SparkSQL是spark技术栈当中又一非常出彩的模块,通过引入SQL的支持,大大降低了开发人员和学习人员的使用成本,让我们开发人员直接使用SQL的方式就能够实现大数据的开发,它同时支持DSL以及SQL的语法风格,目前在spark的整个架构设计当中,所有的spark模块,例如SQL,SparkML,sparkGrahpx以及Structed Streaming等都是基于 Catalyst Optimization & Tungsten Execution模块之上运行,如下图所示就显示了spark的整体架构模块设计。

在这里插入图片描述

SparkSQL 执行先会经过 SQL Parser 解析 SQL,然后经过 Catalyst 优化器处理,最后到 Spark 执行。而 Catalyst 的过程又分为很多个过程,其中包括:

  1. Analysis:主要利用 Catalog 信息将 Unresolved Logical Plan 解析成 Analyzed
    logical plan;

  2. Logical Optimizations:利用一些 Rule (规则)将 Analyzed logical plan 解析成
    Optimized Logical Plan;

  3. Physical Planning:前面的 logical plan 不能被 Spark 执行,而这个过程是把 logical plan
    转换成多个 physical plans,然后利用代价模型(cost model)选择最佳的 physical plan;

  4. Code Generation:这个过程会把 SQL 查询生成 Java 字 节码。

Spark Sql 其整体的执行流程如下:

在这里插入图片描述

本文将介绍整体流程中的各个步骤的实现,为我们后续扩展Spark Sql,实现我们自己的语法检查、性能优化提供可能,其预期可以扩展的部分如下:
(上一篇文章中的优化实现就是优化了Optimizer
在这里插入图片描述

二、代码分析

1、 Demo

接下来我们通过一段实例来简单介绍下Spark Sql的整体实现。
例如执行以下SQL语句::

select temp1.class,sum(temp1.degree),avg(temp1.degree)  from (SELECT  students.sno AS ssno,students.sname,students.ssex,students.sbirthday,students.class, scores.sno,scores.degree,scores.cno  FROM students LEFT JOIN scores ON students.sno =  scores.sno ) temp1 group by temp1.class

代码如下(示例):

package learn

import java.util.Properties

import org.apache.spark.SparkConf
import org.apache.spark.sql.{DataFrame, SparkSession}
/**
 * GuoZhaoYang 
 * 2020/12/01
 */
object DataFrommysqlPlan {

  def main(args: Array[String]): Unit = {

    //1、创建SparkConf对象
    val sparkConf: SparkConf = new SparkConf().setAppName("DataFromMysql").setMaster("local[2]")
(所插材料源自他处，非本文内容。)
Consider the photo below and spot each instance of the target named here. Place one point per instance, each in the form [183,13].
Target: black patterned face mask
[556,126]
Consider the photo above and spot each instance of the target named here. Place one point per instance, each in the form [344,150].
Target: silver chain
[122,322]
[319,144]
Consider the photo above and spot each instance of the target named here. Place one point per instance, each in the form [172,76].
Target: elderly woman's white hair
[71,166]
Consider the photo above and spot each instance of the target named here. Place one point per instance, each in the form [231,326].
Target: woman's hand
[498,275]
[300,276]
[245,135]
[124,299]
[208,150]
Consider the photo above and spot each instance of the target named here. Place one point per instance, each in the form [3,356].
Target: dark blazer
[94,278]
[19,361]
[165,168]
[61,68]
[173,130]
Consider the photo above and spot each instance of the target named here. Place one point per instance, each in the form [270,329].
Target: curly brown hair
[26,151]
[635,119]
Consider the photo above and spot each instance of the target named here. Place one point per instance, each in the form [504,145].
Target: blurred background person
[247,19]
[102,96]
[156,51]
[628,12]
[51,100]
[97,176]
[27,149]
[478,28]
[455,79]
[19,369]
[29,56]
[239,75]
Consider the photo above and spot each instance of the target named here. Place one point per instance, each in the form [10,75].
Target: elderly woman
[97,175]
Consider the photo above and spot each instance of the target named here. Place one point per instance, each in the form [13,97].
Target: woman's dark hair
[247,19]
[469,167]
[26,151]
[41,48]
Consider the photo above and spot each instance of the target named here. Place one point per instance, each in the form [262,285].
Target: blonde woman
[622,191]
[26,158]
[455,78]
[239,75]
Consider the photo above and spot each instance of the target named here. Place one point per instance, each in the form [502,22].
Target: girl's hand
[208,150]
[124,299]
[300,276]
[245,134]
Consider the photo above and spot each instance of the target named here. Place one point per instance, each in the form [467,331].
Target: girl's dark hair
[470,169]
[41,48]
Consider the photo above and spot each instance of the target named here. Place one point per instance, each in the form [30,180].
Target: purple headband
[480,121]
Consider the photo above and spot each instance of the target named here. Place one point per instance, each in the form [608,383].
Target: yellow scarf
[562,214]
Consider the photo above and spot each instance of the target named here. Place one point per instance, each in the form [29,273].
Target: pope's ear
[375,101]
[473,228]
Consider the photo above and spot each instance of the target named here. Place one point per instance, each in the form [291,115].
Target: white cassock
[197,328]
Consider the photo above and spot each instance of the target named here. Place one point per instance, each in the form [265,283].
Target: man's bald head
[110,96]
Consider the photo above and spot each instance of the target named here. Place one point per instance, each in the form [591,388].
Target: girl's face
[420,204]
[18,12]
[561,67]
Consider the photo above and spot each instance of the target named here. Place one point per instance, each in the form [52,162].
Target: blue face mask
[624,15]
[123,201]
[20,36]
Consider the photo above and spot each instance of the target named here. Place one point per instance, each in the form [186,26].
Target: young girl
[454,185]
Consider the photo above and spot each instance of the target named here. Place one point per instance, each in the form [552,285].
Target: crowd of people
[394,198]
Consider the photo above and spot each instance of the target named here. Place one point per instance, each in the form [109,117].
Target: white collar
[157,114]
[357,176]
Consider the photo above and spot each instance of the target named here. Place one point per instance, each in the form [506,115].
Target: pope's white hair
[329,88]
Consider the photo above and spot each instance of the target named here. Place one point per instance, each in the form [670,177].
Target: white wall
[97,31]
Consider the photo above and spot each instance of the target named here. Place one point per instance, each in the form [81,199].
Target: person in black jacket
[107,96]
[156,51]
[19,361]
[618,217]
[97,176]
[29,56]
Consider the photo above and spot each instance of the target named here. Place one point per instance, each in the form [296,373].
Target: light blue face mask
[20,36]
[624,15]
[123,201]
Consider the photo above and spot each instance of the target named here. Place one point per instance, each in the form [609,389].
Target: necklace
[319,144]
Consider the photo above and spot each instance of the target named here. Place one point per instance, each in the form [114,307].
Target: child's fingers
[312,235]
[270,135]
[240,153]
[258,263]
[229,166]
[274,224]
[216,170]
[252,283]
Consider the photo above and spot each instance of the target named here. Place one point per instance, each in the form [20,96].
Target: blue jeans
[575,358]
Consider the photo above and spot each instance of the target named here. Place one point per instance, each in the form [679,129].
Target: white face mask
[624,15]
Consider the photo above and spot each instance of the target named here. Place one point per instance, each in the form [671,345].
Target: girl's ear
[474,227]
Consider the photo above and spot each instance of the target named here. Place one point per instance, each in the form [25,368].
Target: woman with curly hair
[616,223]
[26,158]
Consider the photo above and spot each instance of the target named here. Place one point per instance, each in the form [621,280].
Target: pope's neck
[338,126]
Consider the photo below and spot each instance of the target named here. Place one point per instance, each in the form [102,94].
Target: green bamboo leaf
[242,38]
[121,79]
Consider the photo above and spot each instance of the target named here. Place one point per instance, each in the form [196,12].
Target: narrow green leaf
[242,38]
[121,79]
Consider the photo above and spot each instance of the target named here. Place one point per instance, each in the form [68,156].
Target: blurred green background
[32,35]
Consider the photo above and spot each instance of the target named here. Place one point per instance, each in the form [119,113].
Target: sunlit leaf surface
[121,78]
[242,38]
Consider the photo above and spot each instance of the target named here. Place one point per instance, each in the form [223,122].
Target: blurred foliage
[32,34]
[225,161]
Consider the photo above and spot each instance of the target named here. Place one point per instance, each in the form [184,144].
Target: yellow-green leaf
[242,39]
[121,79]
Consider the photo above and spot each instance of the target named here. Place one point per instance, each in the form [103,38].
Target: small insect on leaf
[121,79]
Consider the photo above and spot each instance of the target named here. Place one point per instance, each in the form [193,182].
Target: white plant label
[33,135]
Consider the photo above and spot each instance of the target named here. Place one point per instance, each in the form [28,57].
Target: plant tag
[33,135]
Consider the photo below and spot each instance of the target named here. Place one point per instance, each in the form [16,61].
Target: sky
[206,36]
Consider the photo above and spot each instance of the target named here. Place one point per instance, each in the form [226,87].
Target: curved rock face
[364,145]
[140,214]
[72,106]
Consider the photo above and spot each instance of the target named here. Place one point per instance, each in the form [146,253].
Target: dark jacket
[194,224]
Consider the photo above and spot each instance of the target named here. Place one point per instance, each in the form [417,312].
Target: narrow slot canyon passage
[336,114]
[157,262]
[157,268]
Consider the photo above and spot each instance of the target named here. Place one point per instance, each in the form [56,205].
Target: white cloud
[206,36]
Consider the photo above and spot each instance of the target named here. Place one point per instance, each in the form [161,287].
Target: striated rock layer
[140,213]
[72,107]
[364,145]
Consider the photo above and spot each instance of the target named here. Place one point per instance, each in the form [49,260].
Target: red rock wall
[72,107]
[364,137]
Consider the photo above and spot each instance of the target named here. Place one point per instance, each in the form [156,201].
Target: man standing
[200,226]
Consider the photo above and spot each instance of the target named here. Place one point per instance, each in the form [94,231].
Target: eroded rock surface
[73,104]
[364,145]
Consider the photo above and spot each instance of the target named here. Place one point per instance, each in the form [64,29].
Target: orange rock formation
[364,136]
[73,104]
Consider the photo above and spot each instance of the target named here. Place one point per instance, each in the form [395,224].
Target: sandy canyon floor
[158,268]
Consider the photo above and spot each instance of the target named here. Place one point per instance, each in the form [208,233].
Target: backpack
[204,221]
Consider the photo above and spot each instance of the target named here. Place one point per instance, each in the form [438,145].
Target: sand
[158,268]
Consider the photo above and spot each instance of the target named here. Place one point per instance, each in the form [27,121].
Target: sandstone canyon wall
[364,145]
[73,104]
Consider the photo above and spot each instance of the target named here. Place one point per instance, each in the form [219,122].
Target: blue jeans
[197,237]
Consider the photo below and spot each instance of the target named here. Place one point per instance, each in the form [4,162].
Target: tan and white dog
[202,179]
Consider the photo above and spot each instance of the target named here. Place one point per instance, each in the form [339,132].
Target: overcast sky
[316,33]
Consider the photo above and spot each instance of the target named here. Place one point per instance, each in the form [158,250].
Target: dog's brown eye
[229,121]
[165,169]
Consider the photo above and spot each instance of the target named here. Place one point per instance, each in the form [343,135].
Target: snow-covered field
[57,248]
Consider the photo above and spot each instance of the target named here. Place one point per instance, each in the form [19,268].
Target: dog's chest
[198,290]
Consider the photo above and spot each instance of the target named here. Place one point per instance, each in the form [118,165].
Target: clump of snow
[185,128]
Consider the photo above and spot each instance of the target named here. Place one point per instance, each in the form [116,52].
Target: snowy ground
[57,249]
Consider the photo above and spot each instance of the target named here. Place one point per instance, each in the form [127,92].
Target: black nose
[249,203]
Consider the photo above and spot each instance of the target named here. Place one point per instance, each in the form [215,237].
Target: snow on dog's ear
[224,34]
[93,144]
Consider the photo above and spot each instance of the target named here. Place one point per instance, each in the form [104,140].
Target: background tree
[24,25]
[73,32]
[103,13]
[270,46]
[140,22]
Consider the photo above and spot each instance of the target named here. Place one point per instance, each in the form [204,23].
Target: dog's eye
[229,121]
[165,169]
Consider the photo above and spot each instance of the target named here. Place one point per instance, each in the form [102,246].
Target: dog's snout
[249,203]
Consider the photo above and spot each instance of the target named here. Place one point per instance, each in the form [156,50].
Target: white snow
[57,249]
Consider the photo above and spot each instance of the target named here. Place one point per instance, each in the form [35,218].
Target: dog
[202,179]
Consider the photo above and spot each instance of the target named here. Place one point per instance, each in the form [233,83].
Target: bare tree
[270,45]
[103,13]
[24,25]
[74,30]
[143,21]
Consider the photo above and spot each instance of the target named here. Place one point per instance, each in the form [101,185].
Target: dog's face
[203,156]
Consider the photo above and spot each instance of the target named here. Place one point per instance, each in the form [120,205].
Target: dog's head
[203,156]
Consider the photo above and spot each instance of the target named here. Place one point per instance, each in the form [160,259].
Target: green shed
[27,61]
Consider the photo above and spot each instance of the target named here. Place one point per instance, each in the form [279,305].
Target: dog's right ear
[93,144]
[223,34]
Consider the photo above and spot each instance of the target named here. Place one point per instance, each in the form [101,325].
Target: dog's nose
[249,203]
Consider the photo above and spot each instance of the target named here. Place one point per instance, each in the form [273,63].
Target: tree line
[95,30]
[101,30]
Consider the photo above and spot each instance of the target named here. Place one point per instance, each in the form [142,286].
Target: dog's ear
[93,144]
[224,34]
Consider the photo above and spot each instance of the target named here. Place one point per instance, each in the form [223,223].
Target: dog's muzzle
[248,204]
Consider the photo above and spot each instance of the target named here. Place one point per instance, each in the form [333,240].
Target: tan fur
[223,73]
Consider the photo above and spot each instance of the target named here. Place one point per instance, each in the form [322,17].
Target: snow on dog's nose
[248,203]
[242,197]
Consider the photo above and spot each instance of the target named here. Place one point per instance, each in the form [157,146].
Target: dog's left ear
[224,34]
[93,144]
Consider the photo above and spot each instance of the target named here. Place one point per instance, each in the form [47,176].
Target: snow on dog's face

    //sparkConf.set("spark.sql.codegen.wholeStage","true")
    //2、创建SparkSession对象
    val spark: SparkSession = SparkSession.builder().config(sparkConf).getOrCreate()

    spark.sparkContext.setLogLevel("WARN")
    //3、读取mysql表的数据
    //3.1 指定mysql连接地址
    val url="jdbc:mysql://localhost:3306/mydb?characterEncoding=UTF-8&serverTimezone=UTC"
    //3.2 指定要加载的表名
    val student="students"
    val score="scores"

    // 3.3 配置连接数据库的相关属性
    val properties = new Properties()

    //用户名
    properties.setProperty("user","root")
    //密码
    properties.setProperty("password","123456")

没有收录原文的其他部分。